Probability
Table of Contents
1. Definitions
We need a Probability Space (aka Measure Space) to rigorously define probability.
Exclusive Events:
Iff, \(E_1 \cap E_2 = \phi\)
Independent Events:
Iff, \(P(E_1 \cap E_2) = P(E_1) \times P(E_2)\)
Independence is a quality we assume based on the problem. It doesn't derive from other things.
Mutual Independence:
Set of events \(E = \{E_1, E_2, ... E_k\}\) are mutually independent iff,
\[ \forall S \subset E, \ \ P \left( \bigcap_{E_i \in S} E_i \right) = \prod_{E_i \in S} P(E_i) \]
Mutual independence is stronger condition than pairwise independence. It is possible to have pairwise independent events that are not mutually independent.
Random Variable:
A random variable \(X\) is a function \(X: \Omega \to \mathbb{R}\). A random variable is neither random, nor a variable, hence a misnomer. It is a deterministic mapping from sample space to real line.

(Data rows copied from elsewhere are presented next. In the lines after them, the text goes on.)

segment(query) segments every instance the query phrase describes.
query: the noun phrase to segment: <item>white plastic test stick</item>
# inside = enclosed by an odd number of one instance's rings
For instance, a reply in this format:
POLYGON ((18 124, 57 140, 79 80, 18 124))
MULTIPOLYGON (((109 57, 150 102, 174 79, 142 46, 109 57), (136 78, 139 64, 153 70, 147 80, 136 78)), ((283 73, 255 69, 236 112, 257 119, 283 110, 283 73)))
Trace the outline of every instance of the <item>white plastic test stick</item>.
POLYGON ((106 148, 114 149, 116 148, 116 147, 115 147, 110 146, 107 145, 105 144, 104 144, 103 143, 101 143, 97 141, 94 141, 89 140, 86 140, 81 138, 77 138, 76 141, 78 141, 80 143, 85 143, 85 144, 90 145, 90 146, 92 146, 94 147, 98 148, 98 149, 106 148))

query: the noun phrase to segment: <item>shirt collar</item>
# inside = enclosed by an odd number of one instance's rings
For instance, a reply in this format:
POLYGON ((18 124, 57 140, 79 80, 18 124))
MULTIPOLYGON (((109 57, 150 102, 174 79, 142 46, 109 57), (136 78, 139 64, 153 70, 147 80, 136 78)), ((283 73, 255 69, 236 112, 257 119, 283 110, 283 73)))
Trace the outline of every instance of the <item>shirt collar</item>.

2. Frequentists vs Bayesian of Probability
Frequentists view probability as the outcomes/frequencies of random, repeatable events.
Bayesian view of probability is that of quantification of uncertainty. If numerical values are used to represent degrees of belief, then the set of axioms that make common sense lead exactly to the rules of probability. Thus probability theory could be regarded as an extension of Boolean logic to situations involving uncertainty. Thus, such number used for uncertainty can be refered to as (Bayesian) probabilities. [#]
4. James Stein Estimator
Let \(y = \theta + \sigma \epsilon\) , where \(e \sim \mathcal{N}(0, \sigma^2\mathbf{I})\) is d-dim.
James-Stein estimator gives lower MSE than maximum likelihood estimator (for \(d \geq 3\))
\[ \hat{\theta}_{\text{JS}} = \left(1 - \frac{(d-2)\sigma^2}{\|Y\|^2}\right) Y \]